Justin Niermeier-Dohoney (University of Chicago)
In a short, unpublished tract from 1659 (Royal Society, Boyle Papers, RB/1/34/9), natural philosopher and agricultural reformer John Beale wrote on the “transmutation & improvements of plants.” The use of the term “transmutation” was no rhetorical tool here, and Beale’s work reveals a curious and seldom addressed connection between alchemy and the agricultural improvement projects of seventeenth-century England. This paper details these correlations using Beale’s treatise as a case study of the broader influence that vitalistic alchemy had on botany, husbandry, horticulture, and the incipient “life sciences,” such as they were, in the mid-seventeenth century. Eventually a founding member of the Royal Society, Beale had previously been involved with the informal intelligencer network centered around Samuel Hartlib and the natural philosophers and reformers who associated with him, including the millenarian, utopian agricultural theorist and alchemist Gabriel Plattes. I describe Plattes’s influence on Beale in the 1650s, particularly regarding alchemy’s potential to transform natural substances like plant matter or animal manures in order to solve practical, agricultural problems such as increasing soil fertility and crop yields. I argue that those who subscribed to these vitalistic concepts, like Beale, contended that something essential to the existence of life inhered in all matter—both living and inert—and that through the proper understanding and application of these matter theories, early modern alchemists could control nature and induce it to provide a cornucopia of agricultural plenitude.

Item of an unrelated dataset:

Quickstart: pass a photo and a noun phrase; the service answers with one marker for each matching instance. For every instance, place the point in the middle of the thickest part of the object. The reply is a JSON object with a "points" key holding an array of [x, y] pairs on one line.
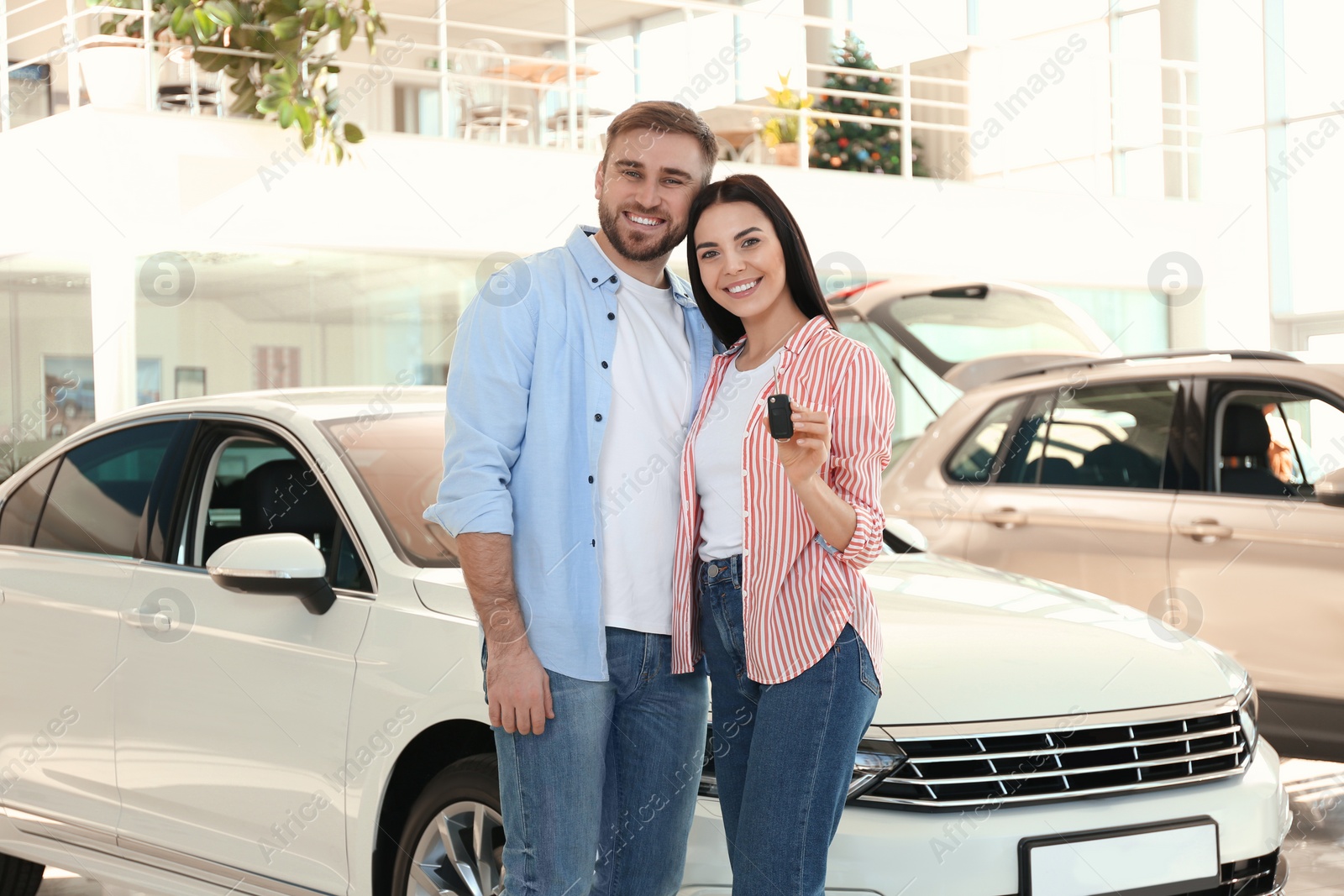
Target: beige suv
{"points": [[1202, 488]]}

Amy Coombs (The University of Chicago)
My talk explores the early modern origins of one of the most potent organic farming strategies used today—the tillage of seed meals from the mustard family to kill pests. More than 400 years before the biodiesel industry reinvented the integrated manufacturing system by which Brassicaceae species are pressed to make oil and the crushed meal is tilled into the earth to suppress pathogens, an English clothier named Benedict Webb launched a similar industry to produce oil for textile finishing. His monopoly dominated markets for well over 100 years and likely changed the very soils of the early modern English landscape. Historians of the British Agricultural Revolution have largely ignored this innovation. While they explore the disbursal history, the technology was never designated a form of soil improvement. My talk makes this case. Farmers strategically used mustards as well as their meals to target pests and prepare the soil for corn. Unlike legumes and clover, which have a small, gradual benefit, modern studies show that Brassica meals compete with chemical fumigants and deliver similar yield increases. Rapeseed introduction overlaps with poorly understood increases in grain yields that pre-date the Norfolk, enclosure, and plowing innovation, and this piece contributes to revisionist models that argue for an earlier agricultural revolution. By tracing the coupling of this technology with the drainage of the Fens, I also explore how enclosure benefited poor farmers working undesirable plots. I have been developing this project through scanned farming protocols and by linking disbursal histories to grain yield graphs, but in November I will also have archival "findings."